Swizzle howls, looks just like a little wolf. I think he learned from the coyotes but he howls whenever the Empire carpet commercial goes on. My husband plays it from the Ipad, Swizzle's loves to howl.


----------



## Luce (Mar 4, 2013)

When I was kid we had a mini and toy poodle. They both howled when the fire whistle went off. I could still see them in my mind on the back porch sitting together with their heads stretched out and their mouths puckered. So darn cute!

Luce hasn't howled yet. I know it's in there  She does have an assortment of vocalizations from barking to whining. When she gets to the point of giving up because I am not giving in, her bark softens and comes out in mumbles almost as if she is trying to speak to me. Very cute!


----------



## Tiny Poodles (Jun 20, 2013)

My girls do for about 60 seconds every time that I leave -interestingly the bigger one is a soprano and the smaller one is a baritone. They hit the same notes every time.

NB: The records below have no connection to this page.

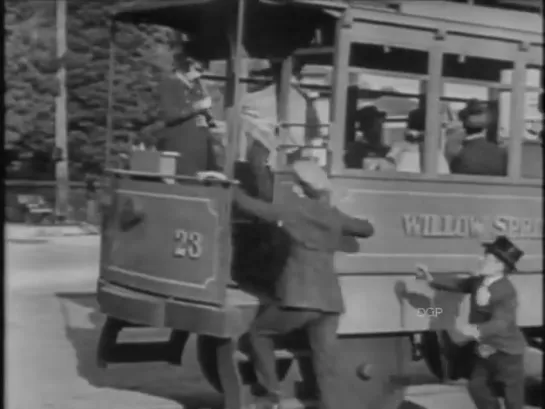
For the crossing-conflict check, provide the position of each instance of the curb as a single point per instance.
(23, 233)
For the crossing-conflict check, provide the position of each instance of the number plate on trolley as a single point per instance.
(176, 248)
(188, 244)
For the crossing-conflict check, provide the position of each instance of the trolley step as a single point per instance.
(112, 350)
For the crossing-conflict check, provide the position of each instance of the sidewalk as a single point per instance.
(39, 233)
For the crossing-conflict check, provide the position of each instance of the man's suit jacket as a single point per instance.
(497, 318)
(314, 230)
(183, 132)
(480, 157)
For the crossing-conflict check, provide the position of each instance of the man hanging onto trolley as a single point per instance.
(308, 294)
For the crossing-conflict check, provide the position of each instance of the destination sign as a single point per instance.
(467, 226)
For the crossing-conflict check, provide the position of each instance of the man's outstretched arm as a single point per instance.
(354, 226)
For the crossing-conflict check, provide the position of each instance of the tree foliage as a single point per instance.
(142, 55)
(31, 70)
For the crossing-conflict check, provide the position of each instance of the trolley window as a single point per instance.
(472, 87)
(386, 87)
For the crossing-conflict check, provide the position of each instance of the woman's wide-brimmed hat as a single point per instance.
(476, 114)
(505, 250)
(312, 175)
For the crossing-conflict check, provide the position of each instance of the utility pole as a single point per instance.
(61, 143)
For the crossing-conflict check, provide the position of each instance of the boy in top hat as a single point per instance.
(478, 156)
(307, 291)
(500, 345)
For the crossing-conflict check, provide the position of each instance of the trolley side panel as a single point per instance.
(181, 246)
(430, 222)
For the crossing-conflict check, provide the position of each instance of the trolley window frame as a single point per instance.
(521, 54)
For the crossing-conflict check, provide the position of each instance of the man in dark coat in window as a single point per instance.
(185, 108)
(478, 155)
(307, 292)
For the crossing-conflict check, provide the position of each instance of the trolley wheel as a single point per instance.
(206, 356)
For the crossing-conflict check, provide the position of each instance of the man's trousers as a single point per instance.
(321, 329)
(499, 375)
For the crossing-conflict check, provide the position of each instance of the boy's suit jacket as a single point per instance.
(495, 314)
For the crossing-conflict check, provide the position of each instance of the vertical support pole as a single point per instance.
(111, 84)
(434, 89)
(283, 99)
(493, 103)
(61, 143)
(233, 110)
(337, 113)
(516, 119)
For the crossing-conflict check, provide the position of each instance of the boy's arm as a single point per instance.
(503, 316)
(455, 285)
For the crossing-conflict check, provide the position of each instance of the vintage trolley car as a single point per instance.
(168, 248)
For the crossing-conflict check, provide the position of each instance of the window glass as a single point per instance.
(384, 128)
(532, 143)
(474, 98)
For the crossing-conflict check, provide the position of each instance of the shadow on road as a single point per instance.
(185, 386)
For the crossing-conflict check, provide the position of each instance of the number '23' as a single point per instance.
(188, 244)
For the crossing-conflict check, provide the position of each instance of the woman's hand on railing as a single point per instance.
(207, 175)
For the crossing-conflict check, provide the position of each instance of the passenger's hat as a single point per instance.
(505, 250)
(417, 120)
(312, 175)
(475, 114)
(370, 112)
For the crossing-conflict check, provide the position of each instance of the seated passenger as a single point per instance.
(478, 155)
(370, 122)
(407, 155)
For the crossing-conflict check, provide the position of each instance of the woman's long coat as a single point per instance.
(185, 130)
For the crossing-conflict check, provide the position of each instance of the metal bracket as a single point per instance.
(524, 46)
(440, 35)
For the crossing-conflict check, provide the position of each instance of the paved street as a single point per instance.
(52, 328)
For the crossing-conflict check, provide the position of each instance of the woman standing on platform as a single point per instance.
(185, 107)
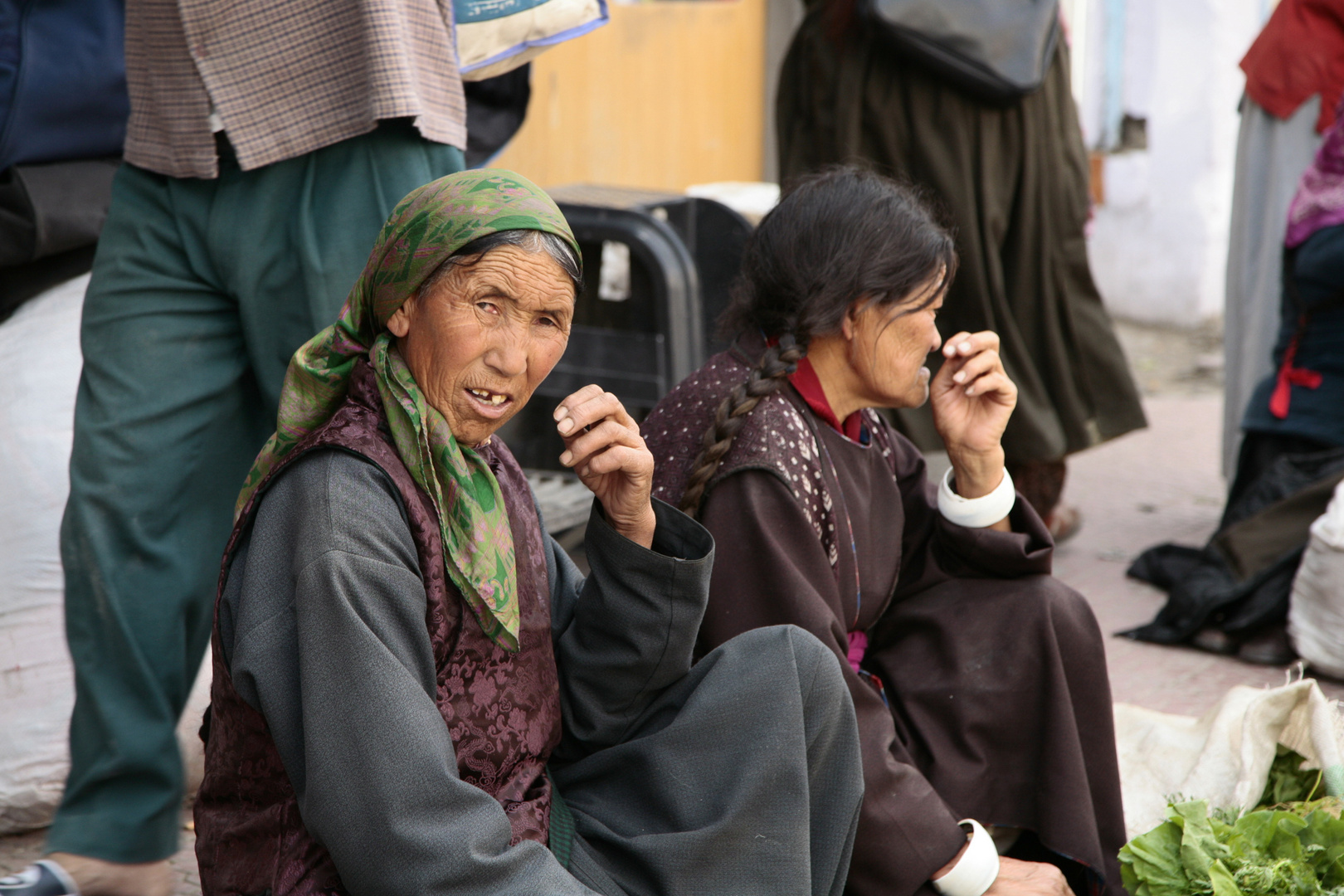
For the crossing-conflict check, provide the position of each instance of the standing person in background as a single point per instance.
(1294, 77)
(1014, 183)
(266, 145)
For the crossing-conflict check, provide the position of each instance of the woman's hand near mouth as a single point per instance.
(604, 446)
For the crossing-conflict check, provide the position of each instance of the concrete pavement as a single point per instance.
(1161, 484)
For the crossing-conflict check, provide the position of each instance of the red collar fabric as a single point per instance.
(810, 387)
(1298, 54)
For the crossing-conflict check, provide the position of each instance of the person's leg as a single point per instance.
(743, 778)
(999, 689)
(166, 426)
(197, 282)
(292, 238)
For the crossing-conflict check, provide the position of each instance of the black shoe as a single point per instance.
(41, 879)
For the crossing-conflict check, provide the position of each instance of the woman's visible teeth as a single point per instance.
(494, 398)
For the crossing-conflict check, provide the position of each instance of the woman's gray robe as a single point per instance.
(739, 776)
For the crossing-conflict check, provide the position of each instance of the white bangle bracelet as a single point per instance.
(977, 867)
(976, 514)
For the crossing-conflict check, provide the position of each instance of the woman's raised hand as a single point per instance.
(604, 446)
(972, 401)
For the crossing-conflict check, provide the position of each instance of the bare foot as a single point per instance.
(99, 878)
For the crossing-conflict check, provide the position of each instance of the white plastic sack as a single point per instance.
(1225, 755)
(41, 345)
(1316, 609)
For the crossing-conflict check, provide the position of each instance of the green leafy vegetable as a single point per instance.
(1293, 850)
(1288, 781)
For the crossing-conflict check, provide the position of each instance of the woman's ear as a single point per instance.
(399, 324)
(850, 323)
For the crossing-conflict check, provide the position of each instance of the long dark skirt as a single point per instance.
(1012, 182)
(743, 778)
(1015, 730)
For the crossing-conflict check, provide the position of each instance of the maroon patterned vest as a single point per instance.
(502, 709)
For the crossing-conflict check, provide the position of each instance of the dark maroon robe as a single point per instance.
(984, 689)
(249, 833)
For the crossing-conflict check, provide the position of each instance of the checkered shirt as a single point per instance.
(286, 77)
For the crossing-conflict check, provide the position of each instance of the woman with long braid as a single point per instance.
(979, 680)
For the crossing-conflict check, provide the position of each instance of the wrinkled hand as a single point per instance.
(972, 401)
(604, 446)
(1027, 879)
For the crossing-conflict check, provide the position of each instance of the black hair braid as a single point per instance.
(767, 377)
(843, 238)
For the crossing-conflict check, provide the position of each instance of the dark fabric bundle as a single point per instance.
(1242, 578)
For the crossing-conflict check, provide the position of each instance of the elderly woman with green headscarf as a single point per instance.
(414, 688)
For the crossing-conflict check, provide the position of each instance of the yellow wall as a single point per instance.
(668, 95)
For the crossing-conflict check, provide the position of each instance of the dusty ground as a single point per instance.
(1157, 485)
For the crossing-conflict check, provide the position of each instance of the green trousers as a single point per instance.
(201, 293)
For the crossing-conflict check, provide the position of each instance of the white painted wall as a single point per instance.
(1159, 242)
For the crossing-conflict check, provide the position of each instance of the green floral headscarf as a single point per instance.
(425, 229)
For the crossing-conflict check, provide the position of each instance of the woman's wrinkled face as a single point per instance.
(890, 345)
(485, 336)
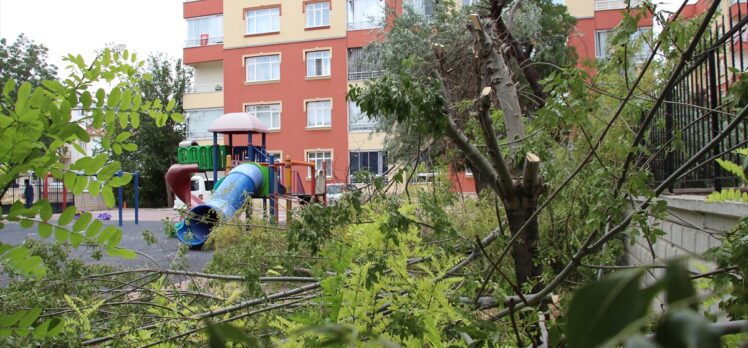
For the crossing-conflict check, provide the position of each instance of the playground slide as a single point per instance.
(178, 178)
(244, 181)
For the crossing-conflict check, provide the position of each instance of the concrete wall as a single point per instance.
(691, 226)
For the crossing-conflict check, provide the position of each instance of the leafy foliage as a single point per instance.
(157, 139)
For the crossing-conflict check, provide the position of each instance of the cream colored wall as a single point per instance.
(209, 73)
(580, 8)
(292, 23)
(203, 100)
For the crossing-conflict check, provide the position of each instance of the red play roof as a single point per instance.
(238, 122)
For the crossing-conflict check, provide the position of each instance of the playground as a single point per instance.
(246, 173)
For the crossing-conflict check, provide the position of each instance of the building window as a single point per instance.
(263, 21)
(363, 65)
(357, 120)
(318, 63)
(199, 120)
(204, 31)
(373, 162)
(318, 114)
(365, 14)
(319, 157)
(263, 68)
(601, 43)
(317, 14)
(269, 114)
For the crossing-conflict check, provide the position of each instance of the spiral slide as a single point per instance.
(243, 182)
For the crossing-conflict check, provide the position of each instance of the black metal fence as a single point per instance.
(697, 108)
(54, 193)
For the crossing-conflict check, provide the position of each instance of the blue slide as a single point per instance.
(243, 182)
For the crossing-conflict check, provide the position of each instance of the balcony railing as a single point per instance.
(360, 25)
(205, 88)
(363, 75)
(602, 5)
(203, 42)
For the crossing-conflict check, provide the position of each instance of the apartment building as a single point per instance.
(290, 63)
(595, 20)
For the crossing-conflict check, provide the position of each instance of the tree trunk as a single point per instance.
(526, 247)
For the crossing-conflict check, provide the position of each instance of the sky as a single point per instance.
(85, 26)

Sent from Petguide.com Free App


----------



## all that jazz (Feb 6, 2011)

Jazz howls only to ambulances.


----------



## Poodlebeguiled (May 27, 2013)

Oh yes! I forgot about sirens. That get's 'em going every time. lol.


----------



## poodlecrazy51 (Dec 31, 2012)

Poodlebeguiled said:


> This is all very interesting. I enjoyed reading your posts. Jose` isn't a Poodle but he howls as well as a wolf. He puts his head back and his little mouth gets shaped into an O. And out comes this long, drawn out howl. He howls when he hears coyotes out behind my place. He howls for other reasons too. I have a video of him. I should post it some time.
> 
> Matisse sort of howls when he hears something he is suppose to bark at...like other dogs in the neighborhood barking. But it's not exactly a howl like Jose` howls. No, he's got a good range of pitch, a good 2 octaves, but you can hear when he breaks his registers and he even breaks into a true falsetto. It's quite shrill with no vibrato whatsoever. He needs to learn to blend his registers more seamlessly and bring out a little more chest register and he'd have it made. He does have good breath control and can hold notes for at least 8 measures.


First you made me sob at the loss of Chulita.
Now you are making me cough and gag laughing so hard over the musical description of Matisse, the artisse...I know a good vocal coach that could help him with his chest and falsetto registers and blending them. My daughter sings and has a "mix" voice (she says that is what that blending is called)....It is one of those things, you either have or you don't have, but it can improve with coaching...tell Matisse to keep practicing. And you really should post a video. So I can have another round of coughing...


----------